Algérie : Tebboune officialise la création d’une « DEA » et d’une prison de haute sécurité dans le désert pour éradiquer le narcotrafic
Une « DEA algérienne » pour traquer les barons
Dotée de prérogatives élargies, cette nouvelle entité échappera à la tutelle classique de la Sûreté nationale ou de la Gendarmerie pour relever directement des hautes autorités du pays. Son objectif : démanteler les réseaux criminels transnationaux, traquer les flux financiers illicites et centraliser le renseignement antidrogue, à l’image de l’agence fédérale américaine. Cette décision intervient alors que le bilan de la drogue en Algérie atteint des sommets alarmants, avec plus de 3 millions de toxicomanes recensés en 2024 et des saisies qui n’ont cessé de croître ces dernières années.

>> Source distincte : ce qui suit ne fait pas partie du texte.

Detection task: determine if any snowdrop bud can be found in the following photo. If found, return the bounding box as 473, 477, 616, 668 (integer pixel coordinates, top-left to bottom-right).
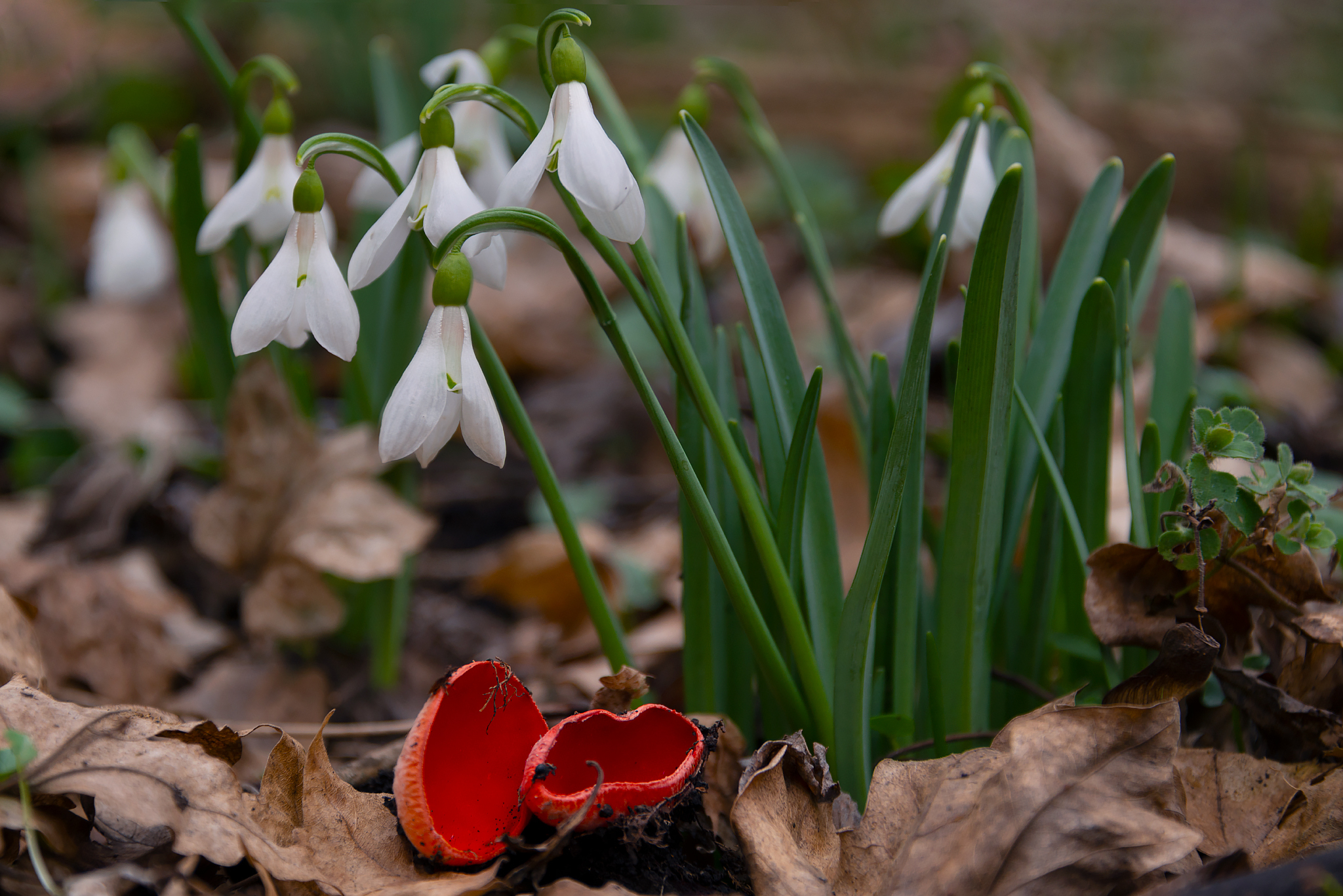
434, 251, 471, 307
551, 26, 587, 85
672, 82, 709, 128
260, 97, 294, 134
960, 81, 994, 115
294, 166, 327, 214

Tanezrouft, la prison de la « terre de la soif »
Parallèlement, une ancienne caserne militaire située à Tanezrouft, dans la wilaya d’Adrar, sera transformée en pénitencier de très haute sécurité. Cette région, où les températures dépassent régulièrement les 50 °C, est surnommée par les Touaregs le « pays de la soif » en raison de son aridité extrême. Le chef de l’État a précisé que cet établissement serait exclusivement réservé aux « barons de la drogue, aux grands trafiquants et aux chefs de réseaux », symbolisant la volonté politique de mettre hors d’état de nuire les profils les plus dangereux.
Un signal fort après une saisie record
Ces annonces font suite à une opération retentissante du 21 août 2026, lors de laquelle les services de sécurité avaient intercepté plus de 10 millions de capsules de prégabaline – un anxiolytique détourné en drogue – ainsi que 33 kilos de cocaïne pure. Face à cette escalade, le HCS a jugé que le cadre juridique et pénitentiaire existant était devenu insuffisant.
Désormais, l’Algérie engage un virage sécuritaire sans précédent, alliant un renseignement offensif calqué sur le modèle américain à une dissuasion carcérale absolue, au cœur des dunes du Sahara. Reste à savoir si cette double radicalisation parviendra à endiguer un trafic qui, alimenté par les flux sahéliens, demeure l’un des défis majeurs de la région.